Roberto Pieraccini 2012. The Voice in the Machine. Building computers that understand speech. Cambridge, Massachusetts: The MIT Press. 325 pp.


The author of this book, Roberto Pieraccini, has been working in the field of speech recognition for most of his career and has plenty to say about the history of the field, from both theoretical and commercial points of view. Thought-provoking to read this in parallel with Tracy Kidder’s The Soul of a New Machine. The one written by a key researcher in the field; the other written by a mighty good journalist and writer. In both cases technology of great commercial value is the outcome. In both cases tricky technological concepts to explain. In both cases the technology has marched far on. A pity that both books were not written by Tracey Kidder.

Nevertheless, a rewarding and interesting book, at least in part. The initial chapters are about language and how humans speak languages, and about how humans have attempted to program machines to reproduce human speech. There is a lot of interesting history, a lot of which goes back to the 1950s Reproducing speech is a lot harder than learning to understand speech and to me not so interesting right now so I skipped much of this. Human babies understand what is being said about a year earlier than they can talk themselves. Dogs are still working on it. It would seem that a corollary of this is that when AI matures we can assume it will have understood what is going on long before it is able to articulate it, and thus we will be late to be aware of that, or perhaps may never be aware of it.

Chapter 3, Artificial Intelligence versus brute force, is again historical, about the details and development of expert systems. Chapter 4 is the one I read most closely, for the clear explanation of hidden Markov models in speech recognition. The gist of the chapter is in a quote from an early researcher in machine learning and statistical approaches to speech recognition:

Every time I fire a linguist, our system performance improves.

It seems that (leaving Andrey Markov aside), the breakthrough was Leonard Baum and Lloyd Welch at the Institute for Defence Analysis in the 1960s and 1970s. Starting with Leonard E. Baum and Ted Petrie (1966) Statistical Inference for Probabilistic Functions of Finite State Markov Chains The Annals of Mathematical Statistics 37: 1554-63. Since then of course many more applications in many different fields.

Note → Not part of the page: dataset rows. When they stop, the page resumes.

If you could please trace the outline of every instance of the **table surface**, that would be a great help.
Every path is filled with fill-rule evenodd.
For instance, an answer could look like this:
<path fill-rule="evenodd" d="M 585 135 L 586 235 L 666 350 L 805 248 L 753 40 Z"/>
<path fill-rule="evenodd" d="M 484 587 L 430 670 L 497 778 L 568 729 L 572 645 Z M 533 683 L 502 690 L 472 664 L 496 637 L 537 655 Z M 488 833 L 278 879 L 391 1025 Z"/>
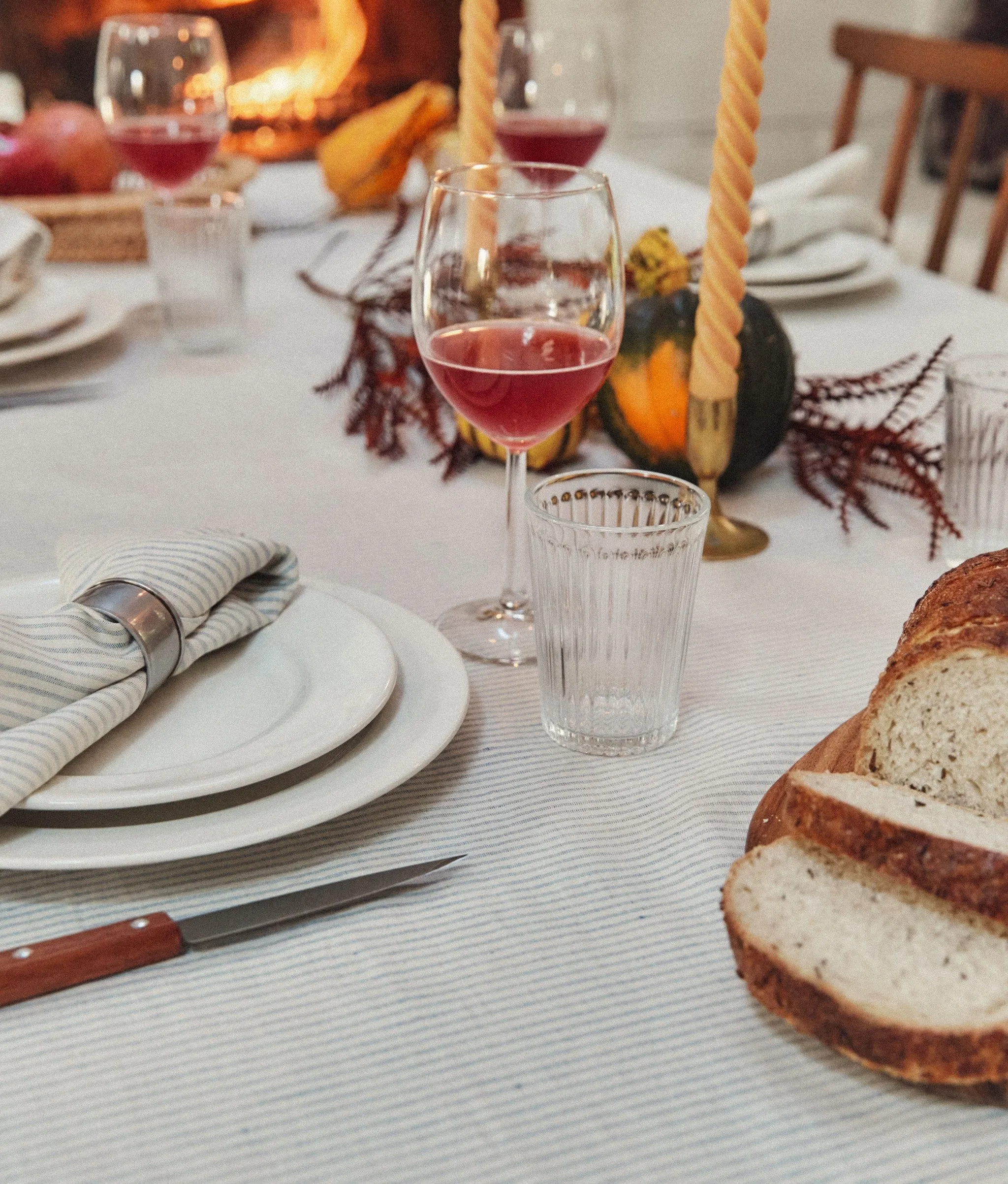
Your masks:
<path fill-rule="evenodd" d="M 601 166 L 626 242 L 664 223 L 699 243 L 700 191 Z M 311 170 L 261 184 L 308 194 Z M 335 284 L 385 223 L 350 225 Z M 344 435 L 345 401 L 312 393 L 348 330 L 295 274 L 332 233 L 254 240 L 247 345 L 213 358 L 161 342 L 147 268 L 63 269 L 134 311 L 90 385 L 0 408 L 0 577 L 51 571 L 63 533 L 219 525 L 428 619 L 495 591 L 502 470 L 444 483 L 420 438 L 376 459 Z M 858 373 L 949 333 L 956 353 L 1003 349 L 1008 307 L 902 269 L 783 320 L 800 372 Z M 1002 1178 L 1001 1112 L 794 1034 L 737 979 L 718 910 L 760 796 L 864 704 L 941 572 L 926 517 L 883 496 L 891 529 L 845 535 L 780 455 L 725 502 L 771 545 L 703 567 L 663 751 L 567 752 L 535 670 L 470 664 L 453 744 L 353 815 L 211 858 L 0 873 L 2 947 L 469 852 L 422 892 L 0 1011 L 0 1180 Z"/>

Chapters 5 6 and 7 are about building the machines that can understand, interpret and respond to speech. Chapters 8 and 9 are about the making these efforts commercially viable and useful. Chapter 10 is speculation about the future.

I think I came to this book through a timely discovery in a second-hand bookstore following a reference in Ray Kurzweil’s How to Create a Mind. I had been under the impression that Kurzweil and Roberto Pieraccini had worked together on the technology that was eventually bought by Apple and became Siri. However, reading this book and some web searches showed that perhaps they were in competing startups, at least some of the time? Haven’t got to the bottom of that and it doesn’t seem to matter much right now. Anyway, Roberto Pieraccini seems to be a bit coy about his role in all this, and he does nothing to clarify that in his epilogue, evidently added just before the book was published in 2012. The epilogue makes brief mention of how some researchers founded the company SRI in 2007 to build speech recognition software for smartphones, how 3 years later Apple bought them out ($200 million?), and the announcement in 2011, coincidentally a day before the death of Steve Jobs, that the next iPhone would include Siri.

Roberto Pieraccini has a suitably impressive web page tpp. In one of his blog posts. Roberto Pieraccini notes

A friend of mine used to say “A good general is a lazy general”, meaning that when you have to take an important decision, the more you delay it to gather more data, the better the chance is to take a good decision, eventually. The same concept applies to speech recognition. In fact modern state-of-the art speech recognizer … do not take any decision until they have gained enough evidence …

Just what I sometimes think I can feel the Hidden Markov Models in my mind doing during conversation.